Il vento è moderato quando si trimmano al largo di Stoccolma, ma la barca parte bene e risponde in modo affidabile al timone. Anche se le tavole centrali non sono ancora a bordo, Yrvind riesce ad alzarsi. Assicurato con una lunga cima di salvataggio, l'arzillo senior manovra con sicurezza sullo stretto ponte e gestisce le piccole vele. Circa un terzo dello spazio che sarebbe normale per una barca delle stesse dimensioni dovrebbe essere sufficiente per "Exlex" nel suo viaggio verso l'altro capo del mondo. È diviso in due per due metri quadrati di vele lugger pre-bilanciate, ognuna delle quali è attaccata a un albero non strallato e retrattile in tubo di fibra di carbonio e può essere terzarolata. Le vele possono essere manovrate da sottocoperta tramite scotte infinite provenienti da entrambe le sovrastrutture. Il piede d'albero è uno a poppa e due a prua, uno per lato.
Poiché gli alberi sono affiancati su percorsi accidentati e di fronte al vento, è possibile sfruttarne l'intera superficie. "Questo piano velico non ha fiocchi di brevetto e contribuisce alla stabilità della rotta", assicura il suo inventore. "Un sistema di governo automatico è superfluo". L'armo, alto solo due metri, è inoltre praticamente esente da manutenzione ed è talmente sovradimensionato che non può rompersi in caso di capovolgimento. I due timoni possono essere regolati l'uno contro l'altro e agiscono come un'ancora di deriva.
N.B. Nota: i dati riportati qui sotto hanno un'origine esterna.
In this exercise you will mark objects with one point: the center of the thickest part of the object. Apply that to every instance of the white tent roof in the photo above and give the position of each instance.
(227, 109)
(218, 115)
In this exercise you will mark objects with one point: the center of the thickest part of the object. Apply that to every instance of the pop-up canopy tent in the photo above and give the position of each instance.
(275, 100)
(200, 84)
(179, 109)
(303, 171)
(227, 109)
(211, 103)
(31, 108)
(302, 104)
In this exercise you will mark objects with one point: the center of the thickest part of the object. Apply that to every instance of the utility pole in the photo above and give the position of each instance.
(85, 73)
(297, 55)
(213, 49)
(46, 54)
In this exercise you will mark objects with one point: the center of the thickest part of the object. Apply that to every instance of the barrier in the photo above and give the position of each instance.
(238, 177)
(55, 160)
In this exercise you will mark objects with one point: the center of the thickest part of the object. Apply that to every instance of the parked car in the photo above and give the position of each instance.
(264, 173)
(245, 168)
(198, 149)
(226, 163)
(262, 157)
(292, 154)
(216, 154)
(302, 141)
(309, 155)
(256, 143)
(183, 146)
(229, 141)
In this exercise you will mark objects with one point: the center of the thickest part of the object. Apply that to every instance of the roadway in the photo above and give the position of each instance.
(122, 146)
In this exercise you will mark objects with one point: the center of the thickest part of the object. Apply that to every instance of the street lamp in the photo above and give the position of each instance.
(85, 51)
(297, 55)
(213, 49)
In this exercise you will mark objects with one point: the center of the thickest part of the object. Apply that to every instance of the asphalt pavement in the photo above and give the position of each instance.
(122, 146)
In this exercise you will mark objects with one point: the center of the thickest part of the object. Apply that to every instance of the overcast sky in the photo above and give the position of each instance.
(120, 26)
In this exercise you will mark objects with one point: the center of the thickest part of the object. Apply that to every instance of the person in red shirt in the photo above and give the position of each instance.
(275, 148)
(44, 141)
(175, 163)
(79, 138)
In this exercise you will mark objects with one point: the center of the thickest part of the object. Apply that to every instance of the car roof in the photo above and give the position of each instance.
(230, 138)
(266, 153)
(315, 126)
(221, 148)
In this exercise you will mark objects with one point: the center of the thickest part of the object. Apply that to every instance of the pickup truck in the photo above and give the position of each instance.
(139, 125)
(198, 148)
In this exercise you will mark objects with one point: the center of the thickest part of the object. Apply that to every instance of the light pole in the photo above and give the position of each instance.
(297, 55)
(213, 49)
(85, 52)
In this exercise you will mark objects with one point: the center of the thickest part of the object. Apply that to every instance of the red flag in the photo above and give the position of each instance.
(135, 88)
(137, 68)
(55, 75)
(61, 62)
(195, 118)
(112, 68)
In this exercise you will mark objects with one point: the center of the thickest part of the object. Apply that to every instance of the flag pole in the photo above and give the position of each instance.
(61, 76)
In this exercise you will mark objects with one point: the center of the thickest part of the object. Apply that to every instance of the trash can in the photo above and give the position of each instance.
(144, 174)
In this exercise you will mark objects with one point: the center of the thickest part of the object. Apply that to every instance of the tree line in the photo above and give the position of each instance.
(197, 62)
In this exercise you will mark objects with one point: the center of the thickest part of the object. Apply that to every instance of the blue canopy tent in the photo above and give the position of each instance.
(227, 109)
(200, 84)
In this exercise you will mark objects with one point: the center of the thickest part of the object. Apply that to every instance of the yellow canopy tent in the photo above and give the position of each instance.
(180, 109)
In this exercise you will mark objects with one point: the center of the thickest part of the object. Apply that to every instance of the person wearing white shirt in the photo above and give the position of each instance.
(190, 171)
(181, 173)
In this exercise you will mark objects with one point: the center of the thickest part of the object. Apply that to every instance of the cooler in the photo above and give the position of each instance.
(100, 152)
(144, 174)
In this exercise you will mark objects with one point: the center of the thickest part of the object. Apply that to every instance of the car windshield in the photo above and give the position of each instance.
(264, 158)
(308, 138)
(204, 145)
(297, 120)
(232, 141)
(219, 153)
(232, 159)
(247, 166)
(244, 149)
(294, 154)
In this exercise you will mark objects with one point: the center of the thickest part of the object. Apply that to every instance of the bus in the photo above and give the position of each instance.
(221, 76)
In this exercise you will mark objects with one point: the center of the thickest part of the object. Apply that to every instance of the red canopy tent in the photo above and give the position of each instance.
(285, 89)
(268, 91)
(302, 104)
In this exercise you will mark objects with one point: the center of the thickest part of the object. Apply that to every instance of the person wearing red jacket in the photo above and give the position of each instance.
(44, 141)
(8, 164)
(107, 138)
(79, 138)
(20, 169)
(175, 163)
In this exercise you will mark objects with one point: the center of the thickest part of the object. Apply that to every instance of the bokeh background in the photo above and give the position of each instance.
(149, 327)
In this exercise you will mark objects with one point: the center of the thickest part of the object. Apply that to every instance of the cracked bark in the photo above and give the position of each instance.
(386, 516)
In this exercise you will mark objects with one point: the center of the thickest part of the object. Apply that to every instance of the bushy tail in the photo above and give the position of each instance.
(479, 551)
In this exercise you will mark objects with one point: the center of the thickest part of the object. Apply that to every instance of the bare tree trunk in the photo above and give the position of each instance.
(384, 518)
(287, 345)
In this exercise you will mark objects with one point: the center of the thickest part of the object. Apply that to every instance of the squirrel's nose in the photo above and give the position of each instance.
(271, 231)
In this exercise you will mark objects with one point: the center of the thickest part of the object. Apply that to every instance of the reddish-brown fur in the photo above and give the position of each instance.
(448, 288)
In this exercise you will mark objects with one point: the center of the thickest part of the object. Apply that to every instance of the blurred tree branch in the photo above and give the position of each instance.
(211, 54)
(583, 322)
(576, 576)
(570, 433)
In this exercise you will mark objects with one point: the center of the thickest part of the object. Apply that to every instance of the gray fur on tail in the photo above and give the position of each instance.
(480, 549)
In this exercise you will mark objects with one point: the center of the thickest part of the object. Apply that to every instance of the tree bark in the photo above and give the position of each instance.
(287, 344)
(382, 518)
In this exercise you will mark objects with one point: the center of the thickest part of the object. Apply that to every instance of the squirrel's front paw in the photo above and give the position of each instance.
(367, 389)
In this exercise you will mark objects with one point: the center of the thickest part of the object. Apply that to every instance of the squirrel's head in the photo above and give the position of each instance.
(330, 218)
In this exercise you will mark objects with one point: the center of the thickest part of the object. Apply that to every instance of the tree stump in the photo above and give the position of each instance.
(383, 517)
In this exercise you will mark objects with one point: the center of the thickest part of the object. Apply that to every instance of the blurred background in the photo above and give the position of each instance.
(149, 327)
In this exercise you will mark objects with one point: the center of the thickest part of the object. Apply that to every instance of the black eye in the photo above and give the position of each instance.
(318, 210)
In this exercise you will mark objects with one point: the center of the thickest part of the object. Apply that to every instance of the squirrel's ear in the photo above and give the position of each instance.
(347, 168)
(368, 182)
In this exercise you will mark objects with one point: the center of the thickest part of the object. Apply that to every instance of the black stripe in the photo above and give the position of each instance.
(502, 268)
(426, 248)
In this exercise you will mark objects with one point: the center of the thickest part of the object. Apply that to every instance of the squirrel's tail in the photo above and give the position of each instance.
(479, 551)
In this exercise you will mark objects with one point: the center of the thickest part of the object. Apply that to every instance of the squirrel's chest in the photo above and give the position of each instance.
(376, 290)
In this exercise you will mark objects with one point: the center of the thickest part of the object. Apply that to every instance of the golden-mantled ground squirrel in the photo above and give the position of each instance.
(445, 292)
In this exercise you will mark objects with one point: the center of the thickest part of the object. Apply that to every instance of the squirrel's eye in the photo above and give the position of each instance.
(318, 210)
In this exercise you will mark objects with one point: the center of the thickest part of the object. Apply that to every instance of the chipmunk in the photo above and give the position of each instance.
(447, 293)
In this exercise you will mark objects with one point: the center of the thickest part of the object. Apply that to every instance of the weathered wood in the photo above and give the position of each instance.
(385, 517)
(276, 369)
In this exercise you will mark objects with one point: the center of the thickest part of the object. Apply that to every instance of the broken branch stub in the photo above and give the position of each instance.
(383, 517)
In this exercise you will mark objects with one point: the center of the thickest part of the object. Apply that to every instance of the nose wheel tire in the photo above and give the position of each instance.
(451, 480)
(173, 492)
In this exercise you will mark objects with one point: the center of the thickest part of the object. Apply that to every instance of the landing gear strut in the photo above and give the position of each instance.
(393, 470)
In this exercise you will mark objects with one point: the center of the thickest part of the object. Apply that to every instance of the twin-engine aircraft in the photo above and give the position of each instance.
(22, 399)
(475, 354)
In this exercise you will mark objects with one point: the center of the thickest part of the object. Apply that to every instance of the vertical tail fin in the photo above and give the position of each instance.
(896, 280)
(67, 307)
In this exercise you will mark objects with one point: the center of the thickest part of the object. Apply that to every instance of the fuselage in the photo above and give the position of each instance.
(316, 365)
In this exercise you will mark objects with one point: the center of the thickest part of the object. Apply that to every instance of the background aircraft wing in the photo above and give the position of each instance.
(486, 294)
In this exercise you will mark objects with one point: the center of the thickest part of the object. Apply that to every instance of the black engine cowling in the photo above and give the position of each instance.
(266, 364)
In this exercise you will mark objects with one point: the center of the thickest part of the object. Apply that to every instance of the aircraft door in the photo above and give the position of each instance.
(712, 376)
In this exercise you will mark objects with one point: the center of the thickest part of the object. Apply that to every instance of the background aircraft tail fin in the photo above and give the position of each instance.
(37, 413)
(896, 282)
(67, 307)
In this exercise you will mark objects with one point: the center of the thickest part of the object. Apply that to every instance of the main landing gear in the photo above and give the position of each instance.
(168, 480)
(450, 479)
Possono essere azionati tramite corde sottocoperta da uno qualsiasi dei compartimenti stagni.
Sven Yrvind ha navigato con "Exlex" da Dingle in Irlanda a Porto Santo nel 2018. Lungo il percorso, Yrvind ha già progettato una versione migliorata.
Dopo un'infanzia trascorsa sull'isola di Brännö dell'arcipelago di Göteborg, nel 1962 l'allora ventitreenne svedese Sven Lundin trascorse un anno a esplorare il Mar Baltico a bordo di un peschereccio riconvertito. Nel 1968, con l'"Anna", lunga 4,25 metri, raggiunse l'Inghilterra attraverso il canale di Kiel. In seguito, per il suo viaggio in tutto il mondo, trasformò un piroscafo d'acciaio lungo dodici metri in una goletta a vele spiegate e la condusse fino in Sud America, dove concluse l'impresa con la consapevolezza che le grandi barche non facevano per lui.
Tornato a Brännö, inizia a costruire il "Bris" stampato, le cui dimensioni sono limitate dalla porta dell'officina e che alla fine misura sei metri di lunghezza e 1,72 metri di larghezza. L'imbarcazione lo porta ad attraversare l'Atlantico sette volte e ancora una volta in Sudamerica, da dove voleva navigare intorno a Capo Horn per raggiungere i mari del Sud. Alla fine, però, tornò in Svezia e l'imbarcazione si trova ora nel Museo dello Yachting.
Nel 1976, Lundin, ora Yrvind, fece nuovamente rotta verso il Sud America con una barca in alluminio autocostruita lunga 5,90 metri, la "Bris II". Riuscì a doppiare Capo Horn nel bel mezzo dell'inverno australe. Ma anche questa barca non proseguì verso i mari del Sud perché si corrodeva troppo rapidamente. Seguirono varie avventure e progetti di piccole imbarcazioni. Ulteriori informazioni: www.yrvind.com
Il ritratto è stato pubblicato per la prima volta nel 2018 ed è stato rivisto per questa versione online.